For a long time, consciousness has been regarded as a crucial factor dissociating the
neural networks of learning and memory (Shanks &
St. John, 1994; Squire, 1992,
2009; Tulving, 1987). The idea that implicit (unconscious) sequence learning
is neurally independent of explicit (conscious) sequence learning partly comes from
neuropsychological studies on amnesic patients (suffering from a dysfunction of the
medial temporal lobe/hippocampus) and PD patients (suffering from a basal ganglia
dysfunction due to damage of dopaminergic cells in the substantia nigra). A
traditional theory in the field of learning and memory is that the hippocampus and
basal ganglia systems are divided by consciousness, with the hippocampus subserving
explicit learning and the basal ganglia subserving implicit forms of learning (Squire, 2009). Using the SRT task, some studies
indeed demonstrated that amnesic patients with hippocampal lesions retain the
ability to learn sequences despite having no explicit knowledge (e.g., Gagnon, Foster, Turcotte, & Jongenelis,
2004; Nissen & Bullemer, 1987;
Reber & Squire, 1994) whereas
implicit SRT learning has been found to be impaired in PD patients (Jackson et al., 1995; Siegert, Taylor, Weatherall, & Abernethy, 2006; Wilkinson et al., 2009).

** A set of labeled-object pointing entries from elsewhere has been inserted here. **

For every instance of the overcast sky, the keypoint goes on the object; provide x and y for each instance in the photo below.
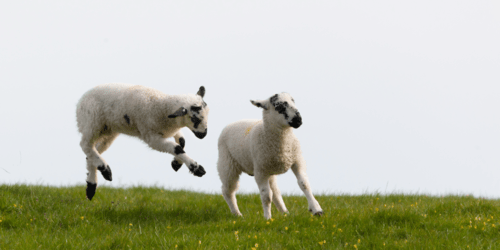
(395, 96)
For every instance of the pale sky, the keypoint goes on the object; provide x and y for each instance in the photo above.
(395, 96)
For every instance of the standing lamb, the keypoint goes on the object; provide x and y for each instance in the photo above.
(264, 148)
(110, 109)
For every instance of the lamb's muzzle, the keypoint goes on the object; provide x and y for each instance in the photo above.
(296, 121)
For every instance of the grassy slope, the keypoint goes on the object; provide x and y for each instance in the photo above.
(153, 218)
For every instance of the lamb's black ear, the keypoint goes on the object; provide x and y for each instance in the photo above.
(260, 104)
(180, 112)
(201, 92)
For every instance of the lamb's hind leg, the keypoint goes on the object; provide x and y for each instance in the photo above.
(94, 159)
(158, 143)
(302, 180)
(277, 199)
(102, 145)
(229, 176)
(177, 162)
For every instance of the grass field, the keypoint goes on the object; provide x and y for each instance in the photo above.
(40, 217)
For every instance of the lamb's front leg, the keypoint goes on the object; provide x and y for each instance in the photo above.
(266, 194)
(299, 169)
(177, 162)
(161, 144)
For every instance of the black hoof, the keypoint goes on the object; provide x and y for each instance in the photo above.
(200, 171)
(182, 142)
(106, 172)
(176, 165)
(90, 190)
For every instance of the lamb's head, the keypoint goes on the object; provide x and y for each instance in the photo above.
(196, 114)
(281, 109)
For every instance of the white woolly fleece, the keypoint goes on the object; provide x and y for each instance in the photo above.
(263, 148)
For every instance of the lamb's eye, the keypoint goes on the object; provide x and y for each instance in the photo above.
(280, 108)
(195, 109)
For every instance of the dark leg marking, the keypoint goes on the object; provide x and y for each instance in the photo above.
(106, 172)
(197, 170)
(179, 150)
(90, 190)
(176, 165)
(182, 142)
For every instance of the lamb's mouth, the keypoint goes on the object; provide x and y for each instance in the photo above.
(200, 135)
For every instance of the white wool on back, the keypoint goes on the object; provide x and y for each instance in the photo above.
(147, 109)
(108, 110)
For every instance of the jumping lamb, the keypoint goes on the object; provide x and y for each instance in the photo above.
(264, 149)
(107, 110)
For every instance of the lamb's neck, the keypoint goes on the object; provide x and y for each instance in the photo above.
(278, 135)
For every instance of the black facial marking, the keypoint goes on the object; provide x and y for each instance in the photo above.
(296, 121)
(105, 129)
(260, 105)
(182, 142)
(201, 135)
(127, 119)
(179, 150)
(90, 190)
(176, 165)
(201, 91)
(196, 121)
(196, 109)
(106, 172)
(281, 108)
(273, 99)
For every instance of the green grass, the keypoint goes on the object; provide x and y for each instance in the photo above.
(153, 218)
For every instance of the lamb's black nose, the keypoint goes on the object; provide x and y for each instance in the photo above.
(201, 135)
(296, 121)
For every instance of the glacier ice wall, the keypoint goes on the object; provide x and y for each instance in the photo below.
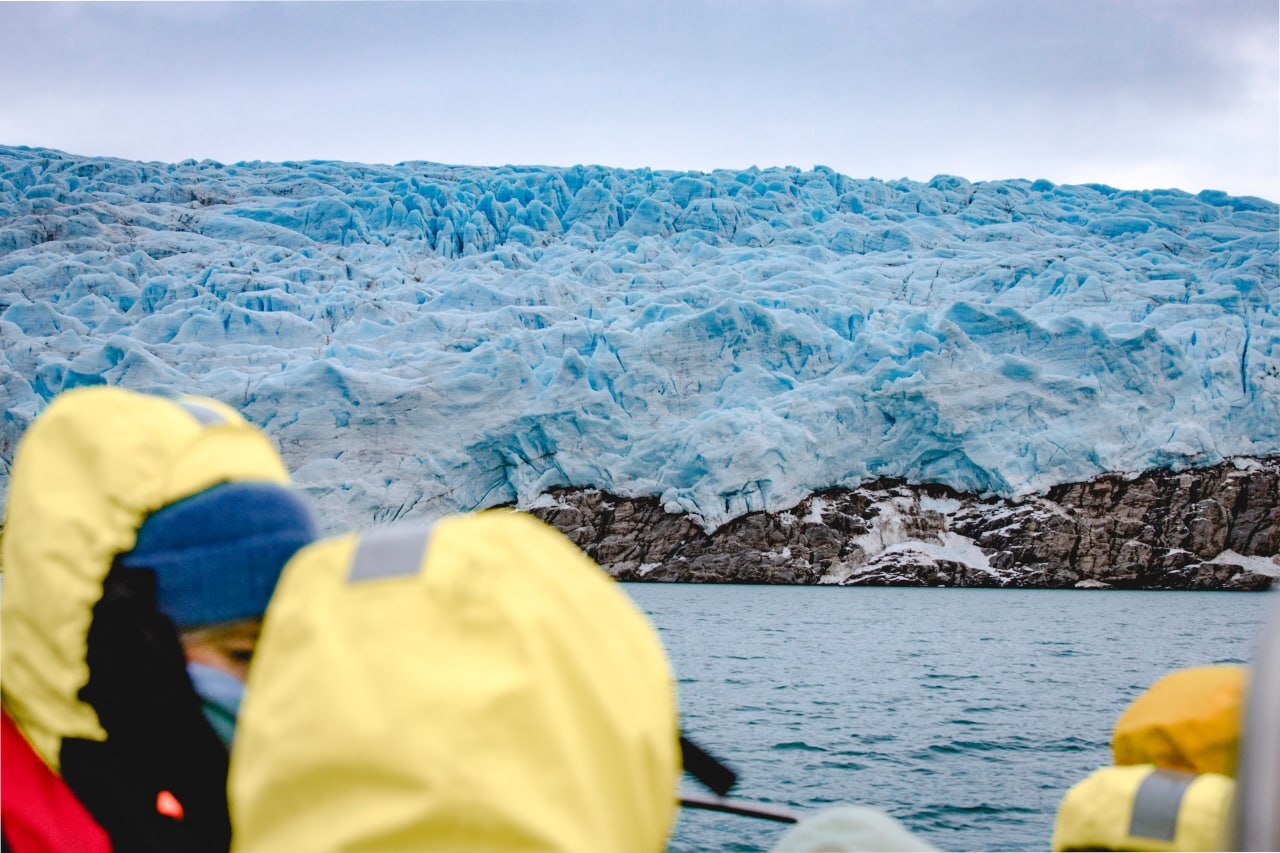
(420, 338)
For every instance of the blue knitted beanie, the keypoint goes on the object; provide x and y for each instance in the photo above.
(216, 555)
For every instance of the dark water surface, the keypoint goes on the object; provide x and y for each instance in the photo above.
(967, 714)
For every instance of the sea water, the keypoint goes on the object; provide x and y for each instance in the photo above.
(965, 714)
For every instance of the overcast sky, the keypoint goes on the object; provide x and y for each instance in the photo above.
(1137, 94)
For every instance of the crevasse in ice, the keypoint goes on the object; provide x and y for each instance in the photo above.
(420, 338)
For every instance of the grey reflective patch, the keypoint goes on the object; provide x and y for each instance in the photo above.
(204, 414)
(389, 552)
(1156, 806)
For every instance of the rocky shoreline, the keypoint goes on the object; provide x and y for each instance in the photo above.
(1208, 528)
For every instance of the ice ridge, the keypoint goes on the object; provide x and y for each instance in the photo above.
(421, 338)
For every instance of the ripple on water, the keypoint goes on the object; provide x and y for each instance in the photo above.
(799, 744)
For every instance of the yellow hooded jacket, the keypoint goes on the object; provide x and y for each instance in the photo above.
(86, 474)
(474, 685)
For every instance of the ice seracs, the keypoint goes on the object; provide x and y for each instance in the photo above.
(421, 338)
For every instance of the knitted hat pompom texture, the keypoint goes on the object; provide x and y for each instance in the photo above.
(216, 555)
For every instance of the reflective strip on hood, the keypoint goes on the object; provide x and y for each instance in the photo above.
(503, 694)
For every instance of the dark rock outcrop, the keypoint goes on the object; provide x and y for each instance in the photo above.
(1210, 528)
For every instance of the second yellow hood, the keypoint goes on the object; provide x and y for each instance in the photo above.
(476, 685)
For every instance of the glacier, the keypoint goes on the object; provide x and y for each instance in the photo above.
(421, 338)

Although these previous frameworks have provided useful insights in how neural
networks of sequence learning might be dissociated, the literature overview
indicates that the judgment versus motor linked and the implicit versus explicit
dichotomy prove insufficient. It appears that a broader theoretical framework is
necessary to explain the various findings on sequence learning and its neural
organization. One such framework has been proposed by Keele, Ivry, Mayr, Hazeltine,
and Heuer (2003). Their theory posits that
the human brain supports two broad systems of sequence learning: a multidimensional
and a unidimensional system.

Research on the neural basis of sequence learning has led to the consensus that
sequence learning is not unitary in nature but is mediated by distinct neural
systems. However, how exactly these learning systems are divided remains unclear. A
distinction has been proposed between sequence learning assessed through
judgment-linked (e.g., artificial grammar) and motor-linked (e.g., SRT) tasks (Seger, 1997, 1998). However, neuropsychological and neuroimaging findings have not
been straightforward, suggesting that other factors must be taken into account to
fully understand the operating principles characterizing the distinct sequence
learning systems. Another classical distinction, which has been proposed for more
than two decades, is between implicit and explicit learning processes (Shanks & St.John, 1994; Tulving, 1987). Neuroscientists have linked
this distinction frequently to basal ganglia versus hippocampal learning systems
(Squire, 2009). In the field of sequence
learning, the same distinction has been made; yet, results from neuroscience
research have not been univocal and accumulating data show that this
implicit-explicit distinction proves insufficient.